Importantly, this method works best on problems with a constant reward signal. The system needs a way to measure incremental progress such as "runtime in microseconds" Or "error rate" instead of binary "pass fail" Signal. This allows the model to pursue gradual improvements towards the optimal solution.
Economics of ‘heavy speculation’
For enterprises accustomed to paying a cent per API call, TTT-Discover’s cost profile requires a change in mindset. In their experiments, the researchers reported that a single search run involved about 50 training stages and thousands of rollouts, costing about $500 per problem.
TTT-Discover may be for “static, high-value assets”, as opposed to small and recurring problems that can be solved with existing models and approaches.
Consider a cloud-native enterprise running a data pipeline that processes petabytes of information nightly. If that pipeline depends on a specific SQL query or GPU kernel, optimizing that code by just 1% can save hundreds of thousands of dollars in annual compute costs. In this context, spending $500 to find a 50% faster kernel is a modest expense with immediate ROI.
"It is most useful for low-frequency, high-impact decisions, where a single improvement is worth far more than the calculation cost," Yuksekgonul said. "Supply chain routing, drug design and ingredients are traceable. In these settings, spending hundreds of dollars on a single discovery phase can easily pay for itself."
Implementation Considerations
One of the most important findings for enterprise adoption is that TTT-Discover does not require a proprietary frontier model. Researchers achieved cutting-edge results using GPT-OSS-120BOpenAI’s open-weight model. researchers have code released TTT-Discover enables researchers and developers to use it for their own models.
Because the technology works with an open model, companies can run it "Discovery Loop" Completely within your own secure VPC or on-premise H100 cluster without sending your proprietary data to third-party servers.
“If a company is already doing reinforcement learning, no additional infrastructure is needed,” Yuksekgonul said. “TTT-Discover uses the same training stack (GPU, rollout worker, optimizer, checkpointing).”

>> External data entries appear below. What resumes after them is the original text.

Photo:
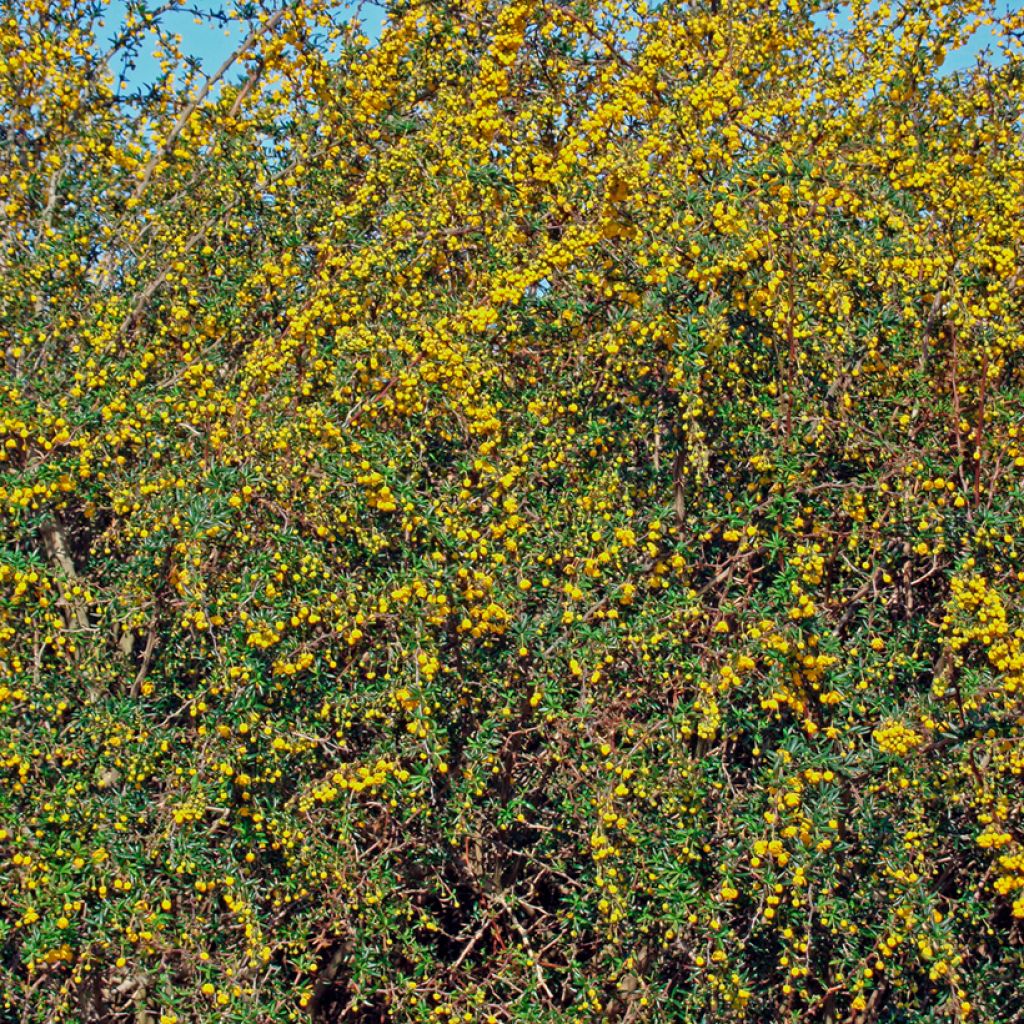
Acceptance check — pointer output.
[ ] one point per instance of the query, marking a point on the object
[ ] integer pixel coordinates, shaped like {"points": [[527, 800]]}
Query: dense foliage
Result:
{"points": [[513, 520]]}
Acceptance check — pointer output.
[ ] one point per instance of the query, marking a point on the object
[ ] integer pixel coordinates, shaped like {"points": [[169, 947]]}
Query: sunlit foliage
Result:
{"points": [[512, 520]]}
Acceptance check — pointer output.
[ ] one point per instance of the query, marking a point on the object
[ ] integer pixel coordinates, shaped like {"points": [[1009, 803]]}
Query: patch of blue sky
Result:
{"points": [[209, 33]]}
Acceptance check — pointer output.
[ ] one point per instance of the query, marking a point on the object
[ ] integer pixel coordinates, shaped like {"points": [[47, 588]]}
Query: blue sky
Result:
{"points": [[211, 44]]}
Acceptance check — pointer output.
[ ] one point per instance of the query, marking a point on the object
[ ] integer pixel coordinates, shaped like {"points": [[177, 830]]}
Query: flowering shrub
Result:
{"points": [[514, 520]]}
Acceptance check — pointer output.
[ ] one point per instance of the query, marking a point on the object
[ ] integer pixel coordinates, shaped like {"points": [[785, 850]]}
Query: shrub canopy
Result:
{"points": [[513, 520]]}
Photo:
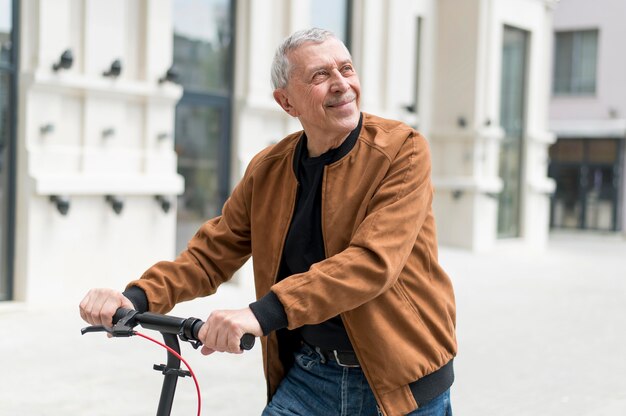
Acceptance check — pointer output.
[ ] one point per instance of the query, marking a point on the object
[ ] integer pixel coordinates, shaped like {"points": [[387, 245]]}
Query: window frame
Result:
{"points": [[573, 85], [7, 227]]}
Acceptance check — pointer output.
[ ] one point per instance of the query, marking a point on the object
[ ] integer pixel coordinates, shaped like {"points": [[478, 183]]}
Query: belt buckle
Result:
{"points": [[343, 364]]}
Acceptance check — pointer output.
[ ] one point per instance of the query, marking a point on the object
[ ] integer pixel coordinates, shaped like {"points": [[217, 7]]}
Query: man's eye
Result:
{"points": [[320, 75]]}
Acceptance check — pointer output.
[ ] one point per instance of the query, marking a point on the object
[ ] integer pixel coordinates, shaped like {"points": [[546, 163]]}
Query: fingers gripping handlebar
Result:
{"points": [[187, 329]]}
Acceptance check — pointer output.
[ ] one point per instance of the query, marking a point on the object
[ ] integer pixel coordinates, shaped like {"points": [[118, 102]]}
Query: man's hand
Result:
{"points": [[223, 330], [99, 305]]}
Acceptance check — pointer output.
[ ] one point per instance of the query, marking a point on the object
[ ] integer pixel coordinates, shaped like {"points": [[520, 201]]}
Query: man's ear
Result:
{"points": [[281, 98]]}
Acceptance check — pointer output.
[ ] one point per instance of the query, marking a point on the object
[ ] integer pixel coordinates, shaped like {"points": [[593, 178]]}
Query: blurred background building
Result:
{"points": [[125, 123], [588, 115]]}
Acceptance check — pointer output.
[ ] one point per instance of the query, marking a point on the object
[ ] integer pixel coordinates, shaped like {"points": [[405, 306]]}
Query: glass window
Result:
{"points": [[570, 150], [333, 15], [202, 44], [5, 31], [7, 117], [575, 62], [512, 119], [203, 58]]}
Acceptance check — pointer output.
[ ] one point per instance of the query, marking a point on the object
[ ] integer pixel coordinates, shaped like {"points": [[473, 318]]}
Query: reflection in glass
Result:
{"points": [[5, 85], [197, 140], [512, 115], [5, 31], [587, 176], [202, 44], [332, 15]]}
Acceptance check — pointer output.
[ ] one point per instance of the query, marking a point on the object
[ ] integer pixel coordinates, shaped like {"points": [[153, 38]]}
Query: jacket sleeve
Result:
{"points": [[218, 249], [377, 251]]}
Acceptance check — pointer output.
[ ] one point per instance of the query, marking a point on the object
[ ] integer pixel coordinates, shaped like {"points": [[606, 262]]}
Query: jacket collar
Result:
{"points": [[339, 152]]}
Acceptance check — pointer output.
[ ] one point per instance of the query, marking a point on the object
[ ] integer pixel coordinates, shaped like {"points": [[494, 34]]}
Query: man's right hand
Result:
{"points": [[99, 305]]}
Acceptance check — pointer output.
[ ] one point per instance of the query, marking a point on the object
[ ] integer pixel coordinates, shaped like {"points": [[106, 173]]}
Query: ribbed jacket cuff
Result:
{"points": [[270, 313]]}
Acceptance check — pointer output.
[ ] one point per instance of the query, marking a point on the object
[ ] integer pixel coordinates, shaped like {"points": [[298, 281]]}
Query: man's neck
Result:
{"points": [[317, 146]]}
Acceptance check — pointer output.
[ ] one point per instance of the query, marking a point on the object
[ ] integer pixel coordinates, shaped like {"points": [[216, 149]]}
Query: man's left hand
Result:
{"points": [[223, 330]]}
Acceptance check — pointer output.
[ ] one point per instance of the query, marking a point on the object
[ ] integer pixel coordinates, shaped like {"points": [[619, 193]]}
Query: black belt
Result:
{"points": [[343, 358]]}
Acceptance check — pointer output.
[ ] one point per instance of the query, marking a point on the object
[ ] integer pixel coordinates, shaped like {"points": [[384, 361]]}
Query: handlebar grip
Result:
{"points": [[120, 313], [246, 343]]}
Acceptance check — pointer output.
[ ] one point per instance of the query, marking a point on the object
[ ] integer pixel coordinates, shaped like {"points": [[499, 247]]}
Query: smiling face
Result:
{"points": [[323, 90]]}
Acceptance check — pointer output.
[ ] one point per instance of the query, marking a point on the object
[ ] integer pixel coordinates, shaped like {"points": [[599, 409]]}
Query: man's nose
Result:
{"points": [[338, 82]]}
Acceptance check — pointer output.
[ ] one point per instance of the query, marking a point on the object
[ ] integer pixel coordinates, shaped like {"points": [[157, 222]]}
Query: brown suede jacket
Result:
{"points": [[381, 273]]}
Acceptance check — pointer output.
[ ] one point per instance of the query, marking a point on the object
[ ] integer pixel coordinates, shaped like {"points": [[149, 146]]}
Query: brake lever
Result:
{"points": [[95, 328], [123, 327]]}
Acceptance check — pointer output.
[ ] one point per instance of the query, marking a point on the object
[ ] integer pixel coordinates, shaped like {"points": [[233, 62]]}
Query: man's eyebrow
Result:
{"points": [[316, 68]]}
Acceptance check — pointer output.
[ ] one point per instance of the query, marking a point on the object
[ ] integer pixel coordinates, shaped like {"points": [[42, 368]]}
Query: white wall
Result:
{"points": [[59, 256], [467, 86]]}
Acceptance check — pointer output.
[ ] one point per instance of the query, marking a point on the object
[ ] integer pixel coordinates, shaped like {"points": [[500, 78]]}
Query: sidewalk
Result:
{"points": [[539, 334]]}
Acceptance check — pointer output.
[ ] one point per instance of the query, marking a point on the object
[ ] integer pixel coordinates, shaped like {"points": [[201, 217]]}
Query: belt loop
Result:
{"points": [[321, 354]]}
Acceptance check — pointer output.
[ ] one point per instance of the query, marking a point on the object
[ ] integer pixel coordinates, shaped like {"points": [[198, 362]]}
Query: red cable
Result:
{"points": [[177, 355]]}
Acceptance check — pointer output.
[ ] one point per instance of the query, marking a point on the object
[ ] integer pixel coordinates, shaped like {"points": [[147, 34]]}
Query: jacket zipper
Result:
{"points": [[282, 247]]}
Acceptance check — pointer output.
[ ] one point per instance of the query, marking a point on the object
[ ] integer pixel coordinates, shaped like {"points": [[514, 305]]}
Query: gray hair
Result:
{"points": [[281, 67]]}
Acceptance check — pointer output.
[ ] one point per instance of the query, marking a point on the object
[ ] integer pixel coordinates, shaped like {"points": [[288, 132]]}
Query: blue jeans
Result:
{"points": [[316, 388]]}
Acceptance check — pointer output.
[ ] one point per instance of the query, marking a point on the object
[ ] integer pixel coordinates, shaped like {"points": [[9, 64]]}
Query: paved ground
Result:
{"points": [[540, 333]]}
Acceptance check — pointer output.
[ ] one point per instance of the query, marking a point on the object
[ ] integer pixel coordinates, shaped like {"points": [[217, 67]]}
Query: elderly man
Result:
{"points": [[356, 315]]}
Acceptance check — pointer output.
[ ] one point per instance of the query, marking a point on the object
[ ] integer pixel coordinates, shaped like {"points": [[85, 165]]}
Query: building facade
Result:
{"points": [[130, 121], [588, 115]]}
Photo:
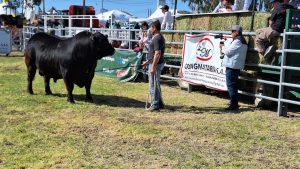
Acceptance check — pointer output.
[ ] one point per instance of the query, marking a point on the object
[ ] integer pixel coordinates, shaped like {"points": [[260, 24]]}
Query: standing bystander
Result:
{"points": [[234, 61], [266, 39], [155, 65], [167, 22]]}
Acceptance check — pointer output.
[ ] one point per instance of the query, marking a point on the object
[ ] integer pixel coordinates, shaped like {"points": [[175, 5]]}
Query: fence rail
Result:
{"points": [[130, 35]]}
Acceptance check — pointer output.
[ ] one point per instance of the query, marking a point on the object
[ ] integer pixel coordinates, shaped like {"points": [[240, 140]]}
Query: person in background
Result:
{"points": [[295, 4], [266, 39], [234, 61], [155, 65], [167, 22], [145, 36], [107, 24], [224, 6], [238, 5]]}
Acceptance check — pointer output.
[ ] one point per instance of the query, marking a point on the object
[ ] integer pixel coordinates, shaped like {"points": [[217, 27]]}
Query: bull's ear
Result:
{"points": [[92, 37]]}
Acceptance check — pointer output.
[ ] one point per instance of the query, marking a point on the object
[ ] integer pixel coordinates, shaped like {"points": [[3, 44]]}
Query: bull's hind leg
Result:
{"points": [[31, 70], [47, 85], [88, 96], [70, 86]]}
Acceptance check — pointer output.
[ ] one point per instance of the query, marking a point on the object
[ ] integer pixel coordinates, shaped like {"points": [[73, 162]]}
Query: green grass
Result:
{"points": [[39, 131]]}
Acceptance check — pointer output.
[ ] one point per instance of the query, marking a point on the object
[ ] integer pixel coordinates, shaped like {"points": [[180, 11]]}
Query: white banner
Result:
{"points": [[201, 63], [5, 41]]}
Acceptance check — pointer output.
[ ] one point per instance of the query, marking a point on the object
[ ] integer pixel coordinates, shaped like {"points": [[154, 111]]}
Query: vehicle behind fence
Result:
{"points": [[267, 84]]}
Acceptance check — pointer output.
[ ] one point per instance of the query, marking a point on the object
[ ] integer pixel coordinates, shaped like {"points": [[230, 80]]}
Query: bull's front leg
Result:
{"points": [[70, 86], [88, 96], [47, 85]]}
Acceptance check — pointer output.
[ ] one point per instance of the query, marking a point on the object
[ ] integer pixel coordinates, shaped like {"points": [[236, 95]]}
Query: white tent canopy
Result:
{"points": [[115, 14], [156, 15]]}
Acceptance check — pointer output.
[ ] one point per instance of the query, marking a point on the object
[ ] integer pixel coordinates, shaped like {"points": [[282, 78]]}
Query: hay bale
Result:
{"points": [[183, 23], [200, 22], [245, 21], [260, 20]]}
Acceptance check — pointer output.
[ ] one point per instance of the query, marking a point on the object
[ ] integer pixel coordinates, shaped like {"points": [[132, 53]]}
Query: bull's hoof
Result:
{"points": [[49, 93], [71, 101], [30, 92], [89, 100]]}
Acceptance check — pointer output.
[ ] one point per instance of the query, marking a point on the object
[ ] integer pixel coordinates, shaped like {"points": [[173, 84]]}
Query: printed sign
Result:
{"points": [[5, 41], [201, 62]]}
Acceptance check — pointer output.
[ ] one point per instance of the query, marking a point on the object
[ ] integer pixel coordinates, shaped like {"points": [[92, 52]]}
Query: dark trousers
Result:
{"points": [[232, 76]]}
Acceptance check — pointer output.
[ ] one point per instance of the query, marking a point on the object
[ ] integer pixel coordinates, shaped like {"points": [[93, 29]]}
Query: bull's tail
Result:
{"points": [[31, 67]]}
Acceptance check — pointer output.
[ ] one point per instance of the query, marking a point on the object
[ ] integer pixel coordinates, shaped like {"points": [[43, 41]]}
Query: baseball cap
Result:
{"points": [[166, 7], [237, 28], [272, 1]]}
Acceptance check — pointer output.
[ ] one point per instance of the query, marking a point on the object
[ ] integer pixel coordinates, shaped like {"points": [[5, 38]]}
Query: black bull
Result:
{"points": [[73, 59]]}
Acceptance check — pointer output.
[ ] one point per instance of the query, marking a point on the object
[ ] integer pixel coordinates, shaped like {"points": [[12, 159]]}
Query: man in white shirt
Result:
{"points": [[237, 5], [167, 23]]}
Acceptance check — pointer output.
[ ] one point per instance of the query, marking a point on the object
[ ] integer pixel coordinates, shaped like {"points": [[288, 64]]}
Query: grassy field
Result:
{"points": [[42, 131]]}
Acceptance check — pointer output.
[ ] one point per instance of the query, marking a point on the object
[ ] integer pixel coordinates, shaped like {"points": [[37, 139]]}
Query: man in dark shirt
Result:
{"points": [[267, 38], [155, 65]]}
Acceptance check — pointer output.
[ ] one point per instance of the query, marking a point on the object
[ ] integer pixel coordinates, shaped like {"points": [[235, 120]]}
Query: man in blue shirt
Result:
{"points": [[234, 61]]}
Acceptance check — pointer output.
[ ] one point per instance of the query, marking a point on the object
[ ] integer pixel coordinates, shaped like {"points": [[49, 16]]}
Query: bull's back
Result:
{"points": [[41, 53]]}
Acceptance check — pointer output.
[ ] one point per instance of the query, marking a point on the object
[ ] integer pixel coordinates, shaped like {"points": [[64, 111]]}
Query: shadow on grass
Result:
{"points": [[201, 110], [120, 101], [109, 100]]}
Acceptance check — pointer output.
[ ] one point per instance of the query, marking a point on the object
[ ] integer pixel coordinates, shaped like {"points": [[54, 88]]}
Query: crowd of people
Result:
{"points": [[235, 53]]}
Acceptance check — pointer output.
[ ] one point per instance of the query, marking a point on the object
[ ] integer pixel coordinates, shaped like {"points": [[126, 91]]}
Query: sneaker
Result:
{"points": [[152, 109], [232, 108], [161, 105], [269, 52]]}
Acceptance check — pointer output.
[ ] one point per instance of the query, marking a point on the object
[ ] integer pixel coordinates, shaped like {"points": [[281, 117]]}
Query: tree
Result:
{"points": [[204, 6]]}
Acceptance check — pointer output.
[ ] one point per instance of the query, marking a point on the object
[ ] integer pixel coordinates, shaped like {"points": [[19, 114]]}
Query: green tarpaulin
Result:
{"points": [[123, 65]]}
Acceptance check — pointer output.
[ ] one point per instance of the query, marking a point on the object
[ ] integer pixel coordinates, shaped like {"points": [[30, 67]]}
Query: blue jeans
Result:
{"points": [[232, 77], [154, 85]]}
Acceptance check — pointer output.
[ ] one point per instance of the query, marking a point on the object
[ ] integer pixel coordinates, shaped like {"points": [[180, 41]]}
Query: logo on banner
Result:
{"points": [[204, 50]]}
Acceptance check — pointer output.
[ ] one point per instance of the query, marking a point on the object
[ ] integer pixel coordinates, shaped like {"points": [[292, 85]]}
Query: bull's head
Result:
{"points": [[102, 46]]}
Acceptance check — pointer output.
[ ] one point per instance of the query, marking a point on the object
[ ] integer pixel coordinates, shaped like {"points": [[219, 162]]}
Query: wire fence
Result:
{"points": [[129, 36]]}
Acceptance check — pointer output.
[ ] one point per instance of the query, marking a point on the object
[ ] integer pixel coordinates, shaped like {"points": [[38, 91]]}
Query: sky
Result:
{"points": [[138, 8]]}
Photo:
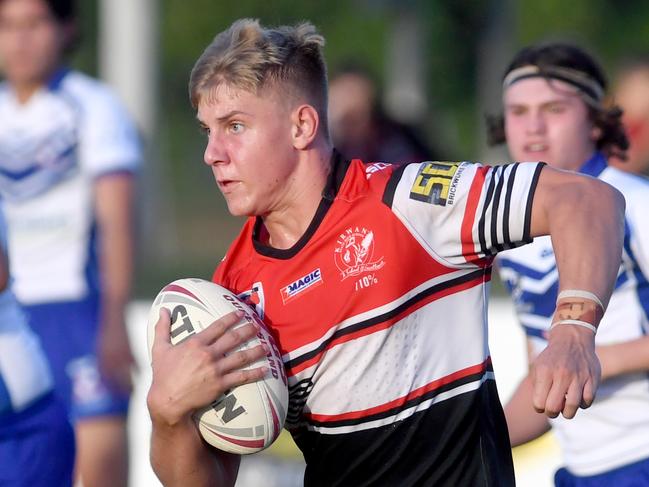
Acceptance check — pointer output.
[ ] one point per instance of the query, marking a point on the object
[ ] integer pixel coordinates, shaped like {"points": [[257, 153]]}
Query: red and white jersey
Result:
{"points": [[380, 313]]}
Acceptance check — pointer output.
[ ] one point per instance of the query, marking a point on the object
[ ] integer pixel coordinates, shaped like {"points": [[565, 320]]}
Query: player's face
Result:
{"points": [[31, 41], [548, 121], [249, 148]]}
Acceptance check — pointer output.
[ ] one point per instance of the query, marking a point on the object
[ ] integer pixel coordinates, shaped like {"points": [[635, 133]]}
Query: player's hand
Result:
{"points": [[566, 374], [197, 371], [115, 359]]}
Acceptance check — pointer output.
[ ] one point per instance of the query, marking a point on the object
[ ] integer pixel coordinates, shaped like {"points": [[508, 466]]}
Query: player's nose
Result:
{"points": [[535, 123]]}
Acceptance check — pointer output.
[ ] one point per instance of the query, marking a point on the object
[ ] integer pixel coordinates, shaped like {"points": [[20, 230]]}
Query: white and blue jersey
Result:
{"points": [[614, 431], [52, 148], [24, 372]]}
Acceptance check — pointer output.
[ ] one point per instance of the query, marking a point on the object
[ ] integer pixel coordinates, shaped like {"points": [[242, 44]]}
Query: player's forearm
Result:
{"points": [[523, 422], [585, 218], [624, 358], [180, 458]]}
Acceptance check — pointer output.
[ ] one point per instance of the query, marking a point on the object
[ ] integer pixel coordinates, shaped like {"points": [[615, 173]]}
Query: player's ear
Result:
{"points": [[304, 125], [595, 133]]}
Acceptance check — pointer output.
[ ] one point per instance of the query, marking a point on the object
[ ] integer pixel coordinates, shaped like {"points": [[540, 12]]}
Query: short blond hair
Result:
{"points": [[250, 57]]}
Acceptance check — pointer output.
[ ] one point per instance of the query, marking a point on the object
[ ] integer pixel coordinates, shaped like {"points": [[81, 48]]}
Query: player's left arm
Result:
{"points": [[114, 212], [585, 219], [624, 358]]}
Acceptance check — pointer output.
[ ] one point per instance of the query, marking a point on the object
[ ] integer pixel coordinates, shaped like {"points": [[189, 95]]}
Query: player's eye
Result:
{"points": [[516, 110], [556, 108], [236, 127], [205, 129]]}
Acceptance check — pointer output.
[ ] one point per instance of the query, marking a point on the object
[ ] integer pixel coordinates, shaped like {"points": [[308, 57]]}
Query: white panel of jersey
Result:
{"points": [[24, 373], [614, 431], [52, 149]]}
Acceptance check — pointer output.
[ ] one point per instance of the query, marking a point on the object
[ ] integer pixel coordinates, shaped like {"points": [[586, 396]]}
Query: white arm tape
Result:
{"points": [[583, 324], [577, 293]]}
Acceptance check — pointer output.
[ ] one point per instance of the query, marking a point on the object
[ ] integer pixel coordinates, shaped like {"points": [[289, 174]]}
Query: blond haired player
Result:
{"points": [[373, 279]]}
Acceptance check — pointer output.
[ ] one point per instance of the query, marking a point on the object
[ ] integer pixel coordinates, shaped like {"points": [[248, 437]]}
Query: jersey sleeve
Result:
{"points": [[464, 213], [109, 141]]}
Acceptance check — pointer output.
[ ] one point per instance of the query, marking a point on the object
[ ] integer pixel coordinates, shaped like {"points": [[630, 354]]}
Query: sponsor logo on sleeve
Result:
{"points": [[436, 183], [375, 167], [292, 290]]}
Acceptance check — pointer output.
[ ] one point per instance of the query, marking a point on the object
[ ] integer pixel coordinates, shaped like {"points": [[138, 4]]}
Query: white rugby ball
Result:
{"points": [[249, 417]]}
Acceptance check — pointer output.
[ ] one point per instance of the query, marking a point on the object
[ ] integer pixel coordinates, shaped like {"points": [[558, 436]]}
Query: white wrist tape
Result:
{"points": [[581, 323], [577, 293]]}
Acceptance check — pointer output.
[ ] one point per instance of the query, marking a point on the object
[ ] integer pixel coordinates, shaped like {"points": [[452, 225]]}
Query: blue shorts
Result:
{"points": [[632, 475], [68, 335], [37, 446]]}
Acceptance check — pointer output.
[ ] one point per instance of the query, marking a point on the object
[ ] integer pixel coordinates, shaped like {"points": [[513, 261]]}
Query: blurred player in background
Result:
{"points": [[553, 111], [36, 438], [360, 126], [67, 156], [632, 95], [389, 371]]}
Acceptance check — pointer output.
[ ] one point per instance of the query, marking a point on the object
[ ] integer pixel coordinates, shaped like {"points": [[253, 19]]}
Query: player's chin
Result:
{"points": [[239, 210]]}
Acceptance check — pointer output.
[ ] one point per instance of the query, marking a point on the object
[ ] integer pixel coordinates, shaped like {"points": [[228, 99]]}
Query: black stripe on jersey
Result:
{"points": [[391, 187], [508, 195], [494, 220], [386, 316], [408, 404], [487, 203], [339, 168], [461, 442], [298, 395], [527, 238]]}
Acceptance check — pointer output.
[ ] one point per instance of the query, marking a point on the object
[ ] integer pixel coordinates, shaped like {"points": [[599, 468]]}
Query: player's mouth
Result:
{"points": [[227, 185], [536, 147]]}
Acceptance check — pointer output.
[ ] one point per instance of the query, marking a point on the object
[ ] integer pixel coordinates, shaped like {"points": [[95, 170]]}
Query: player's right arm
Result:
{"points": [[523, 422], [186, 377]]}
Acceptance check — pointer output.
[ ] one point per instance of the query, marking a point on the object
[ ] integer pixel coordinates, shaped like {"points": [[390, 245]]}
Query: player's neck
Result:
{"points": [[288, 222], [24, 91]]}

If they don’t already run RL, they will need to build that infrastructure. But enterprises can also use existing solutions to reduce the complexity of the process. Researchers organized these trainings using tkinter api By Thinking Machines, an API that manages the complexity of distributed training and inference.
“Tooling like Tkinter (and open variants, e.g., OpenTinker) reduces setup costs, and both labor and computation costs are likely to decrease over time,” he said.
Real World Use Cases
Researchers deployed TTT-Discover in four different technical domains: systems engineering, algorithm design, biology, and mathematics. In almost every instance, the method established a new state of the art.
In one experiment, the model optimized GPU kernels for matrix multiplication (including "Trimul" kernel is used alphafold), achieving execution speeds up to 2x faster than the previous state-of-the-art and outperforming the best human-written kernels on the leaderboard.
In competitive programming scenarios (atcoder), it solved complex heuristic problems (for example, optimizing geometric constraints for fishing nets) better than top human experts and prior AI baselines.
For the enterprise, the transition from these academic benchmarks to business value depends on one specific hurdle: the existence of a verifiable, scalar signal. Unlike text-generating chatbots, TTT-Discover requires a hard metric to optimize (for example, runtime, error rate, or profit margin).
Yuksekgonul said this requirement draws a clear line between where this technology should and should not be used. "At the moment, the main requirement is a reliable scalar signal of progress – cost, error, molecular properties – which the system can optimize," He said.
It guides enterprise adoption "difficult" Engineering and operations challenges such as logistics, supply chain and resource management, where problems such as fleet routing or crew scheduling often rely on static estimates. TTT-Discover can treat these as optimization environments, spending hours finding a route structure that cuts daily fuel costs by 5%.
The need for clear verifiers regulates qualitative tasks such as "Write a better marketing strategy," Where validation is subjective and prone to noise.
"Difficult to verify problems are still an open question,” Yuksekgonul said.
With current technology, the best way forward is to try to design validators, but “making those validators robust and hard to game is challenging, and we don’t have a good solution yet," He added.
From guess to invention
The broader implication is that enterprise AI stacks may need to evolve to support this type of per-problem learning.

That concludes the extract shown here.